Panel B: Deep Packet Inspection - Under the Magnifying Glass

Deep Packet Inspection, or DPI, is a next-generation technology that is capable of inspecting every byte of every packet that passes through the DPI device - packet headers, types of applications, and actual packet content. As a technological solution, DPI is a fundamental tool for network managers - it enables network security and network access control. It also offers a possible tool for authorities or organizations that wish to monitor or restrict particular traffic or content, enabling as it does lawful access compliance, quality of service and DRM enforcement.

If we expand our perspective to incorporate the challenges posed by the renewed copyright legislation, lawful access, behavioral targeting, traffic shaping and the monitoring of civilian communications under the auspices of the national security imperative, then DPI is a technology that can fundamentally alter how Canadians are able to access and profit from information available online. This session will examine some of the fundamental issues raised by the use of DPI technology, including those of accountability, transparency, and democratic control and oversight.

Moderator: Bruce Phillips*, Former Privacy Commissioner of Canada
Speakers:

1. Steven Johnson, Privacy Commissioner's Office
2. Suzanne Morin, Bell Regulatory Affairs
3. Sponsor

Panel C: Fusion Centres - What Happens When it All Comes Together?

Fusion centers are a rapidly emerging public-private Information Sharing Environment being built to help manage critical infrastructure and terrorism risks, but privacy policies and controls need attention. These centres are bringing together information and intelligence from public, classified and sensitive but unclassified sources.

This session will provide an overview of how the various pieces of this growing information sharing fabric fit together, describe privacy issues associated with this growing information sharing model, and discuss mechanisms used (or in some cases badly needed) by government and industry to identify and manage the privacy risks associated with the use of personal information for critical infrastructure protection.

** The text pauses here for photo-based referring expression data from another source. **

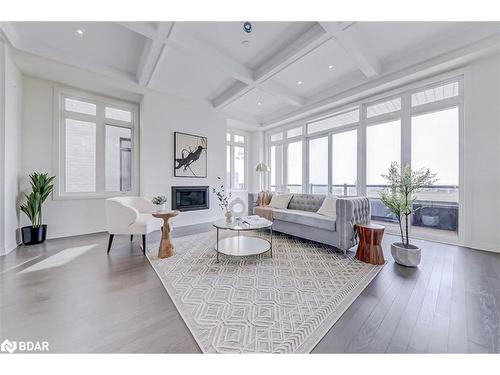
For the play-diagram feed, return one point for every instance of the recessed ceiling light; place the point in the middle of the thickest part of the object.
(79, 31)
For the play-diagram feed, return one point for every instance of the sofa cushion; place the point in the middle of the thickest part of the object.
(329, 207)
(311, 219)
(280, 200)
(306, 202)
(264, 211)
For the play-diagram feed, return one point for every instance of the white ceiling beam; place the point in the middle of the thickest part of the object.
(201, 52)
(152, 52)
(348, 37)
(231, 94)
(243, 117)
(305, 43)
(400, 73)
(141, 28)
(208, 55)
(281, 92)
(9, 33)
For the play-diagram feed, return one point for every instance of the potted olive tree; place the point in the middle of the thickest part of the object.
(399, 198)
(41, 187)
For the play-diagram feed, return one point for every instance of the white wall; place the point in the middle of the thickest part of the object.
(482, 155)
(161, 116)
(63, 217)
(2, 147)
(11, 150)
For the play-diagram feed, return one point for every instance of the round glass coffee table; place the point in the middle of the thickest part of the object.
(242, 246)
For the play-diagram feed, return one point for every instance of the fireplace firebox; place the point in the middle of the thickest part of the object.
(190, 198)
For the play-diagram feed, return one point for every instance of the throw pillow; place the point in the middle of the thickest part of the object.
(280, 200)
(329, 207)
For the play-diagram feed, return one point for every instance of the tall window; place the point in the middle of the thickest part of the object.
(236, 161)
(276, 163)
(383, 146)
(416, 126)
(345, 162)
(294, 167)
(318, 165)
(96, 146)
(434, 145)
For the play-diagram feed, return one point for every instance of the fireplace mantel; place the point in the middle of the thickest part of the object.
(190, 198)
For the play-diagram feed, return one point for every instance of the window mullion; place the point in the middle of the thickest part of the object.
(406, 129)
(330, 163)
(361, 162)
(100, 150)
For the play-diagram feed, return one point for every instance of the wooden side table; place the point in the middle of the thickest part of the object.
(166, 248)
(370, 239)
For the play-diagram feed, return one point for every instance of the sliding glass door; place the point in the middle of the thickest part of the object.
(318, 165)
(345, 162)
(435, 145)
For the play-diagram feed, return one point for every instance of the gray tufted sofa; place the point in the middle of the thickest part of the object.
(300, 219)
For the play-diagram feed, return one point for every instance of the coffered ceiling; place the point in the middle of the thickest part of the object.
(267, 76)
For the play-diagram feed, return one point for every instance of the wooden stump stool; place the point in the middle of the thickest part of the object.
(370, 239)
(166, 248)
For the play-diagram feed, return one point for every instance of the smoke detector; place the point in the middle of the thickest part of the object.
(247, 27)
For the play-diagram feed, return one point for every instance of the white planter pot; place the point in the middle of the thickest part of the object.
(409, 257)
(161, 207)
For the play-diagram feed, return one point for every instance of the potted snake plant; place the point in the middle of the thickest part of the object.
(41, 188)
(403, 184)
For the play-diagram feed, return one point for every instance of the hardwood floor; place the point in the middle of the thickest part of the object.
(70, 293)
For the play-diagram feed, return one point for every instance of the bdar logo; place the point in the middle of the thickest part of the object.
(8, 346)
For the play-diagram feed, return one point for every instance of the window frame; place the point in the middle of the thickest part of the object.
(60, 114)
(232, 143)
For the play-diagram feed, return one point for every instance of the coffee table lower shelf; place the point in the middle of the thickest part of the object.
(242, 246)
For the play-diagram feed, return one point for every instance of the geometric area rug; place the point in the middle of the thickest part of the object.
(283, 304)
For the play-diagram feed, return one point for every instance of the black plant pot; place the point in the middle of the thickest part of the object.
(34, 235)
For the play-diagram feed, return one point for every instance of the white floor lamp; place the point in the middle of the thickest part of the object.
(261, 168)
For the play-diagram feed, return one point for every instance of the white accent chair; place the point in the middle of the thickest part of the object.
(131, 215)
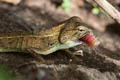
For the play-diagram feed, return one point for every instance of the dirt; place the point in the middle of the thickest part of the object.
(102, 63)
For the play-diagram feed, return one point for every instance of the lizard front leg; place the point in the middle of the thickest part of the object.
(37, 54)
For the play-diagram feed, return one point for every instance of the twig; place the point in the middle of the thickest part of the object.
(112, 11)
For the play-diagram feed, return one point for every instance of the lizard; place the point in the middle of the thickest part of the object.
(67, 34)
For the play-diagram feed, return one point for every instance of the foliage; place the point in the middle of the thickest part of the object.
(66, 5)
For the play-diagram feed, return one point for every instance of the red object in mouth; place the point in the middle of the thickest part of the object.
(88, 39)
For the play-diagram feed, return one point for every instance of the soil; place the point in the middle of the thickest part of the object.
(101, 63)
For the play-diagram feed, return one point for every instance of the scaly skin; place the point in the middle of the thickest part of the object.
(63, 36)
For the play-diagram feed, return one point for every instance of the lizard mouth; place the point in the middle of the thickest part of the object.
(89, 39)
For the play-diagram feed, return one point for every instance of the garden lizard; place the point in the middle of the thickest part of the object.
(67, 34)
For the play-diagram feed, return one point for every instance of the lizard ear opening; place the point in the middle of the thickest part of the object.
(68, 28)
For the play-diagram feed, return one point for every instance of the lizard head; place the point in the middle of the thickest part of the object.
(74, 32)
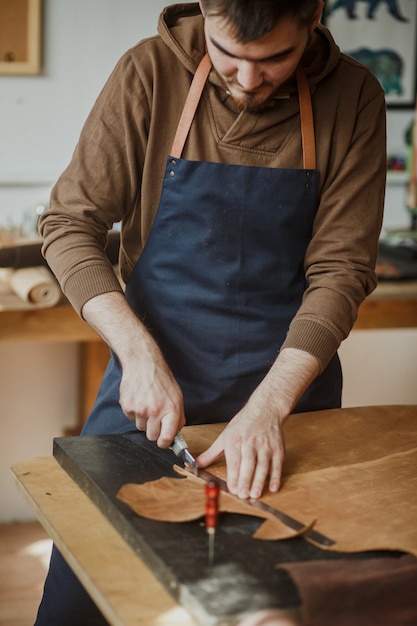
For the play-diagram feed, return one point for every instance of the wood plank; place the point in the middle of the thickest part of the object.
(125, 589)
(385, 313)
(59, 324)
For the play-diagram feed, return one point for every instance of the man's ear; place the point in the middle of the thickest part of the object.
(317, 15)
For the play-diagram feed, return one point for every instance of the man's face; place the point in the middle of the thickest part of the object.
(254, 71)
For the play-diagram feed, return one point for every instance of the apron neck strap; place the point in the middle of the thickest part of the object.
(190, 107)
(194, 95)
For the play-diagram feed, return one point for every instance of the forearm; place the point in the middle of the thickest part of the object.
(289, 377)
(112, 318)
(149, 394)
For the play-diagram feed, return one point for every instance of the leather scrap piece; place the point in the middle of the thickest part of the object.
(363, 593)
(183, 500)
(353, 471)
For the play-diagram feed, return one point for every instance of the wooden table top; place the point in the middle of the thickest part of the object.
(123, 587)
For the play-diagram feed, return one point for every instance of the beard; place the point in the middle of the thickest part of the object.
(251, 102)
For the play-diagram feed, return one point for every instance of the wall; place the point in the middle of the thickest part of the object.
(40, 122)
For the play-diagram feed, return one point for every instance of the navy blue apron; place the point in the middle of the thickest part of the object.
(221, 277)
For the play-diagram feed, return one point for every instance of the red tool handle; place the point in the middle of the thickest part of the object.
(212, 505)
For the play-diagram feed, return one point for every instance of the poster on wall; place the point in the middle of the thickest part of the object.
(381, 34)
(20, 37)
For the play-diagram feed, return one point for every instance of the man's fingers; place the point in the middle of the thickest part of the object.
(211, 454)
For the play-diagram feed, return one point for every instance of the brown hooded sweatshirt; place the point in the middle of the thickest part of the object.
(116, 171)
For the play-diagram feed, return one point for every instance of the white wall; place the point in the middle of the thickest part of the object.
(39, 126)
(40, 121)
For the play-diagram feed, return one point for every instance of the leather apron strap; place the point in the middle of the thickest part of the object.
(194, 95)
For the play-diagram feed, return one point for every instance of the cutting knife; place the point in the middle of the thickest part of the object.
(180, 448)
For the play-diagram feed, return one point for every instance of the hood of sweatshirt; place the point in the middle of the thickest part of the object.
(181, 27)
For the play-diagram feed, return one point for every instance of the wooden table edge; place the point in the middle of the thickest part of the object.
(122, 587)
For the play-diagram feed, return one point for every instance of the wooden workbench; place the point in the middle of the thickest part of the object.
(111, 572)
(392, 305)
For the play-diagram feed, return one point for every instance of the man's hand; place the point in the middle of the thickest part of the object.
(254, 450)
(253, 442)
(149, 393)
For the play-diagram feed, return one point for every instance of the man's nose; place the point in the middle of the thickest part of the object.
(249, 75)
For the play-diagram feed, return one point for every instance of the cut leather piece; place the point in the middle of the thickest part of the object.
(359, 593)
(184, 500)
(352, 470)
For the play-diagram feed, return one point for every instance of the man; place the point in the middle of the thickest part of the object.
(246, 252)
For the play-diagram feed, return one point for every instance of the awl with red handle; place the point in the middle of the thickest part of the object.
(212, 490)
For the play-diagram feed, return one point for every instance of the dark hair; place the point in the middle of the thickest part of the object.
(252, 19)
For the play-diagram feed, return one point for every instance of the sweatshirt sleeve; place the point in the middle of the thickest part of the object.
(340, 260)
(99, 186)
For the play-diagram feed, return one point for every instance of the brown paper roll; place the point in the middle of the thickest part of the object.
(36, 286)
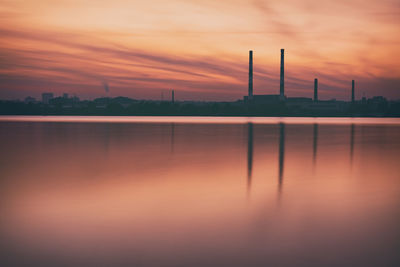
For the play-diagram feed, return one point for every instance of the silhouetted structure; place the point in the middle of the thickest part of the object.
(282, 81)
(46, 97)
(315, 90)
(250, 95)
(249, 154)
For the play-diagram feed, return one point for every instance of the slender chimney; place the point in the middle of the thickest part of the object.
(282, 83)
(315, 90)
(250, 75)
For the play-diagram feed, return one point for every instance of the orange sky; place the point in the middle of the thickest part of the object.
(198, 47)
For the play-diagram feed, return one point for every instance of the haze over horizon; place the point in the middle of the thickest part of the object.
(198, 48)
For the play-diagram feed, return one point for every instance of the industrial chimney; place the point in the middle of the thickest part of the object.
(315, 90)
(250, 97)
(282, 84)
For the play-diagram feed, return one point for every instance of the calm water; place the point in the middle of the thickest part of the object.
(199, 191)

Moderator: John Sabo, CISSP, Director, Global Government Relations, CA
Speakers:

1. Deputy Directeur General Steven Chabot, President, Canadian Association of Chiefs of Police
2. Priscilla Regan*, Professor, Department of Public and International Affairs, George Mason University
3. Greg Gardner, Vice President, Public Sector Strategy and Business, Oracle

Luncheon Address: Peter Evans, CTO, IBM Internet Security Systems (Crystal Ballroom)

1. Sun Microsystems (Colwood I&II)
2. Symantec - PCI and Compliance (Saanich I&II)
3. TELUS (Oak Bay)
4. EDS (Esquimalt)
5. CA (Salon C)
6. RIM (View Royal)
7. IBM (Theatre)
8. PricewaterhouseCoopers - Hein Gerber, Director - IT Advisory Services, PricewaterhouseCoopers LLP(Sydney)

Panel A: The Chief Privacy Officer: High Expectations and Realities
The appointment of a Chief Privacy Officer, with appropriate support and resources, is widely perceived as an essential tool of privacy risk management for public and private sector organizations in North America. While there are major success stories to date, there are also serious issues of lack of resourcing, inadequate reporting relationships in the hierarchy of any organization, cooptation, and incompetence.

This interactive panel will consist entirely of questions and answers among the panelists about their own experiences as CPOs or with CPOs, with pointed interventions from the floor by a group of Chief Privacy Officers, past and present, who will be in attendance in the front row.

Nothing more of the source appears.